Cybernetic Entomology: Clock Drift and Coordinated Action
Hard real-time systems are called hard for a reason. It is not easy to get them right.
In 1990 and 1991, US Soldiers deployed as part of Operation Desert Shield relied for their lives on protection from Scud missiles provided by Patriot Anti-Missile batteries. While in almost all respects the Patriot system is far advanced over the Scud and entirely capable of providing the required protection, it was designed as a mobile anti-aircraft system and, in Desert Shield, deployed for the defense of stationary installations against ballistic missiles. There was a failure of the system at Dhahran, Saudi Arabia, on February 25 1991, when a Patriot battery failed to track and destroy an incoming Scud missile. The missile hit a barracks and 28 soldiers lost their lives.
How did this happen?
Clock drift in a US MIM-104 Patriot battery caused its internal clock to lose 1/3 of a second during 100 hours of operation. When a radar warned it of an incoming Scud missile, the Patriot battery looked at the part of the sky where the missile had been 1/3 of a second previously, found no missile, and discarded the radar information as being an error. It failed to launch an interceptor and the incoming missile got through.

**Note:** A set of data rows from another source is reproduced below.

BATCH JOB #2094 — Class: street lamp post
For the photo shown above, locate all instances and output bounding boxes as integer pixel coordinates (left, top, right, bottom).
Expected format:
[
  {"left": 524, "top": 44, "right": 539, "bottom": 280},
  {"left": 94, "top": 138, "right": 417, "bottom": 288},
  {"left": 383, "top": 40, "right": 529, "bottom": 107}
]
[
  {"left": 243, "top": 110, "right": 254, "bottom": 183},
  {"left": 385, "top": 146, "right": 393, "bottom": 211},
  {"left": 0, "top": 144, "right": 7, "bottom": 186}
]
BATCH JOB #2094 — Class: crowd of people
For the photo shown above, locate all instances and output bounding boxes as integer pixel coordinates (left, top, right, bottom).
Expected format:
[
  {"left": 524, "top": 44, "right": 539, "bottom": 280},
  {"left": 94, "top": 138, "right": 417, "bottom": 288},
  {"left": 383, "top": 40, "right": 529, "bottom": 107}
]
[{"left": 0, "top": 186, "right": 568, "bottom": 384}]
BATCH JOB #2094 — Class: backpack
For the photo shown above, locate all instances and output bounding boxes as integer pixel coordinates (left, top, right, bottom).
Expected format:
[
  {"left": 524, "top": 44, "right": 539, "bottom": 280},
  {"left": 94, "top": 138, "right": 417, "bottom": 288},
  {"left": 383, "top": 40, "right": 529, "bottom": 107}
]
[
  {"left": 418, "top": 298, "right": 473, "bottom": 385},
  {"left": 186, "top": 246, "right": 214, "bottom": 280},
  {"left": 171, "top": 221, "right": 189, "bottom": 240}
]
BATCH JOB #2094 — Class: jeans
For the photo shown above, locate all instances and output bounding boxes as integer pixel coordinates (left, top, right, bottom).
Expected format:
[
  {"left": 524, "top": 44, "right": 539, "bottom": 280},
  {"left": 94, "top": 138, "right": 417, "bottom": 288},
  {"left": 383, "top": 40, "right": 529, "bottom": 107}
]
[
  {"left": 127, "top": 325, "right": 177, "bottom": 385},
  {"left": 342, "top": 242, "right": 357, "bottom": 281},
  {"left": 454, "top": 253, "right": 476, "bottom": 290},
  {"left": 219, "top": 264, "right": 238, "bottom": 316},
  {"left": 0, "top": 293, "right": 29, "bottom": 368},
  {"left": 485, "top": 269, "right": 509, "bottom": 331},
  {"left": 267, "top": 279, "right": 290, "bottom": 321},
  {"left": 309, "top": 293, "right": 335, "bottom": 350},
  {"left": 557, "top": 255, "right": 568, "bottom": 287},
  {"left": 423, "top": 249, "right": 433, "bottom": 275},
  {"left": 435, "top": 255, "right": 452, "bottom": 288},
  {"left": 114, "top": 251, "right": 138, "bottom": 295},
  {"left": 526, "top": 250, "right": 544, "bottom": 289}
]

But, wait a minute? Clock drift, in mil-spec hardware? Mil-spec is manufactured to high degrees of reliability and robustness; you wouldn’t expect clock drift to be an issue. As it turns out, this clock drift was a programming error. The Patriot system keeps its time as a 24-bit fixed-point number, And the clock was updated ten times a second. You cannot represent one-tenth in binary. The number that was actually being added to the count of seconds ten times a second was 209715/2097152, which was as close as they could get within the constraints of their representation. The radar used a different time system; it had its time constantly updated from a GPS satellite configuration.
This difference hadn’t affected operations before that point because the difference is small and the Patriot’s time was set every time the system came up. But in Dhahran, the soldiers were under constant threat for an extended period and had kept their Patriot battery up for four full days, which meant it had been four full days since the clock was set. The Patriot system lost 2/2097152 seconds every second even when its hardware was functioning flawlessly. After 100 hours, that adds up to 720000/2097152 seconds, or just over 1/3 of a second. So after 100 hours of continuous operation, the next incoming Scud got a free pass.

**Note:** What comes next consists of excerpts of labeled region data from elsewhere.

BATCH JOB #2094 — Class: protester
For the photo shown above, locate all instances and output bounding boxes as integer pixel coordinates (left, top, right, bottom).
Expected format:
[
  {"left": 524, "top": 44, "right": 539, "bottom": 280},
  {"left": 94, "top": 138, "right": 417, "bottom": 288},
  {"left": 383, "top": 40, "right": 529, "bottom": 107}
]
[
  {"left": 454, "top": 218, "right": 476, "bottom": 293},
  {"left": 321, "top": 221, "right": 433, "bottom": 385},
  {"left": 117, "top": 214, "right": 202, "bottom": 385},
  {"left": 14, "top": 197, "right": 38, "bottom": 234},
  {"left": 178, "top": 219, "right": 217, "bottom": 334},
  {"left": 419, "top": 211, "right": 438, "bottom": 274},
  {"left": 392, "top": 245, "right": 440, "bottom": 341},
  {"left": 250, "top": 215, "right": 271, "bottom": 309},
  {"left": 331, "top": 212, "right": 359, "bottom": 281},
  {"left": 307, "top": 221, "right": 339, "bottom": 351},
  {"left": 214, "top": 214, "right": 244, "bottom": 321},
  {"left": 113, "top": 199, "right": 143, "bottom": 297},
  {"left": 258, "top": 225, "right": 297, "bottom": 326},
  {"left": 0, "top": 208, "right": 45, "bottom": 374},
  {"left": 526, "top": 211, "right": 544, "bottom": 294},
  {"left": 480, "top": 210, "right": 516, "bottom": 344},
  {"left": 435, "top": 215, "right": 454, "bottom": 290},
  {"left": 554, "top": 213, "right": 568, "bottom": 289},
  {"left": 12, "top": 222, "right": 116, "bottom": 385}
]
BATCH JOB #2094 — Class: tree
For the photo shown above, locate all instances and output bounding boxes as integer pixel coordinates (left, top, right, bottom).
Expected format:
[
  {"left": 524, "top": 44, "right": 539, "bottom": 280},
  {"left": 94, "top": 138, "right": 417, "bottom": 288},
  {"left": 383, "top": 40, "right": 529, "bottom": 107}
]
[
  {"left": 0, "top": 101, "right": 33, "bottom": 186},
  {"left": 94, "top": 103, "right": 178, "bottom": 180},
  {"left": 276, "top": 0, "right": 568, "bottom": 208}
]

The Patriot was originally designed as an anti-aircraft system, and aircraft are usually a lot slower than missiles. So “small” discrepancies in clock values would not usually make so much of a difference as to cause the Patriot battery to entirely fail to track the target. The Patriot was also designed for mobile deployments where it was important for it to evade detection, where it would not have been in operation for more than a few hours at a time. And had it been used for the purpose for which it was designed, this would not have been a problem.
But when there’s a need in the field and something is the best thing available to fill that need, it gets used in that capacity. In Desert Shield the need was for protecting civilian targets and non-mobile military installations from Scuds, and at Dhahran, Saudi Arabia, on February 25 1991, the system had been in operation for four days.
After deploying the Patriot system in this drastically different capacity, its shortcomings had been noticed, not by American forces, who were entirely familiar with the Patriot and had accepted its behavior as normal, but by Israeli forces to whom it was issued as part of Desert Shield; The Israelis being less familiar with the system paid more attention to it. In particular, they hooked up their data recorders and observed statistical patterns. Just two weeks before the incident, a bug report had been filed based on Israeli data that showed inaccuracy as a function of time since boot. The problem was analyzed and a software update was made available. But it’s difficult to arrange transportation and software distribution in a combat zone, and the update reached Dhahran literally one day too late.
Checklist items:
- Software patches when needed are good – but not as good as getting it right.
- When deploying something in a capacity different from that for which it was designed, pay special attention to bug reports filed by new users. They are more likely to notice new problems.
- When different parts of a system need a precise agreement about something (in this case time), make sure that they are setting it from the same source and updating it from the same source or at least in the same way.
- If different parts of the system are not updating from the actual same source, then make sure that there is a feedback channel between them that forces adjustments to bring them back into agreement.
- When dealing with fractions, you have to pay attention to numeric methods. Numeric Methods books are mostly about round-off errors and techniques to combat them or minimize their effects. In this case, basic numeric methods would have told you to do one of these things:
- Update 8 or 16 times per second rather than 10.
- Represent time in units evenly divisible into tenths of a second.
- Add a small adjustment every tenth tick.
- Or, use a wider representation for time, depending on the degree of acceptable error. Nobody should ever have the job of explaining “degree of acceptable error” to 28 grieving families, but acceptable, in these terms, would be a level of clock drift that varied by a tenth of a second or so over an entire year of uptime. That could have been achieved by using a 32-bit rather than a 24-bit counter.